We create the L2Interface and pass a name vlan5_on_if1, the encapsulation technology vlan, and the virtual network identifier 5 as part of the contructor.

vlan5_on_if1 = L2Interface('vlan5_on_if1', 'vlan', '5')

We next associate this L2Interface to the desired physical interface.

vlan5_on_if1.attach(if1)

And we repeat for the second physical interface.

vlan5_on_if2 = L2Interface('vlan5_on_if2', 'vlan', '5')
vlan5_on_if2.attach(if2)

Now, we simply associate the EPG with the L2Interface objects that we created.

epg.attach(vlan5_on_if1)
epg.attach(vlan5_on_if2)

Deploying to the APIC¶

At this point, the entire configuration is done and all that is left is connecting to the APIC and deploying the configuration.

First, we log into the APIC. This is done through the Session class. We create an instance and pass it the login credentials, namely the URL, LOGIN, and PASSWORD.

session = Session(URL, LOGIN, PASSWORD)

We also initiate the actual login.

session.login()

Once the login is complete, we can now send our configuration to the APIC. This is done by calling the Session object with the push_to_apic function that requires a URL and the JSON data to send to the APIC. All of the configuration for the application topology is collected under the Tenant. In order to get the URL to use and the JSON for our configuration, we simply call the Tenant instance with get_url and get_json respectively.

resp = session.push_to_apic(tenant.get_url(), data=tenant.get_json())

The push_to_apic call returns an object. This object is an instance of the Response class from the popular requests library which provides a rich set of return codes and status. Here, we simply check that the call was successful.

if resp.ok:
   print 'Success'

Displaying the JSON Configuration¶

At this point, we’re done ! The configuration has been sent to the APIC. Congratulations, you just programmed a datacenter fabric ! You should be able to see your new tenant tutorial within the APIC GUI with its new EPG and static path bindings.

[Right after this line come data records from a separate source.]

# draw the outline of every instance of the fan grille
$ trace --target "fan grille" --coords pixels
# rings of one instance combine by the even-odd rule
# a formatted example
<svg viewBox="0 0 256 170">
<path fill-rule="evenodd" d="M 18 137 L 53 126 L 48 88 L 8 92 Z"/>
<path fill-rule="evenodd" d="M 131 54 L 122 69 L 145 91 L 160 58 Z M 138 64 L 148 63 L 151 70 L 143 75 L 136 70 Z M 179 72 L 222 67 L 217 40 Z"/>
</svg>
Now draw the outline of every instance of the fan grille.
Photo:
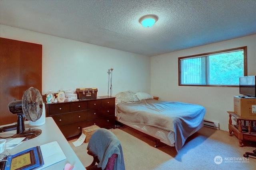
<svg viewBox="0 0 256 170">
<path fill-rule="evenodd" d="M 27 89 L 23 94 L 22 104 L 22 111 L 27 119 L 34 122 L 40 118 L 43 99 L 39 90 L 33 87 Z"/>
</svg>

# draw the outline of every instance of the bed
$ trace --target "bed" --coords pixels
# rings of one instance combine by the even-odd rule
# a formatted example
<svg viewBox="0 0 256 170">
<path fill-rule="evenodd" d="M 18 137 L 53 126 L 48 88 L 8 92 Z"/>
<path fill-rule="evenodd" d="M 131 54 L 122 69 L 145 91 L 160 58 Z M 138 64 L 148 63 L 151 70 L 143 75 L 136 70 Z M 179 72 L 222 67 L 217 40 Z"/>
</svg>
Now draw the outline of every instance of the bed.
<svg viewBox="0 0 256 170">
<path fill-rule="evenodd" d="M 124 100 L 124 94 L 121 98 L 119 94 L 116 96 L 116 120 L 175 147 L 177 152 L 203 125 L 205 109 L 202 106 L 160 101 L 146 93 L 147 96 L 144 98 L 130 92 L 125 94 L 129 93 L 128 100 Z"/>
</svg>

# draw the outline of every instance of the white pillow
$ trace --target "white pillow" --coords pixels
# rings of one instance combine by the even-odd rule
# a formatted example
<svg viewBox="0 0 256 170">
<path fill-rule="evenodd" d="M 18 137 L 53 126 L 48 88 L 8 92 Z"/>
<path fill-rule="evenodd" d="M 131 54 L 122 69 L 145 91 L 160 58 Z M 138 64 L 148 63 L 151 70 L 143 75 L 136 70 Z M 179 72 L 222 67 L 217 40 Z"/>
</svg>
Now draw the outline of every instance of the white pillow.
<svg viewBox="0 0 256 170">
<path fill-rule="evenodd" d="M 130 91 L 120 92 L 116 95 L 116 103 L 127 103 L 139 101 L 139 99 L 138 98 L 135 94 Z"/>
<path fill-rule="evenodd" d="M 144 92 L 138 92 L 135 93 L 135 95 L 137 96 L 140 100 L 153 99 L 152 96 Z"/>
</svg>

The next few lines in the tutorial.py file simply print what was sent to the APIC. You can use this to manually edit the JSON if you wish to access the richer API on the APIC that the acitoolkit does not expose.

print 'Pushed the following JSON to the APIC'
print 'URL:', tenant.get_url()
print 'JSON:', tenant.get_json()

Removing the tenant configuration¶

The last few lines of the tutorial.py file are commented out. This is because if executed they will delete the configuration that we just sent to the APIC. In order to delete the tenant configuration, we simply mark the Tenant as deleted and push the configuration to the APIC. This causes all of the configuration underneath the Tenant to be deleted.

#tenant.mark_as_deleted()
#resp = session.push_to_apic(tenant.get_url(), data=tenant.get_json())

So, if you uncomment these 2 lines and re-run the entire tutorial.py file, you will again push the configuration to the APIC, print it again, and then immediately delete the configuration leaving you where we started.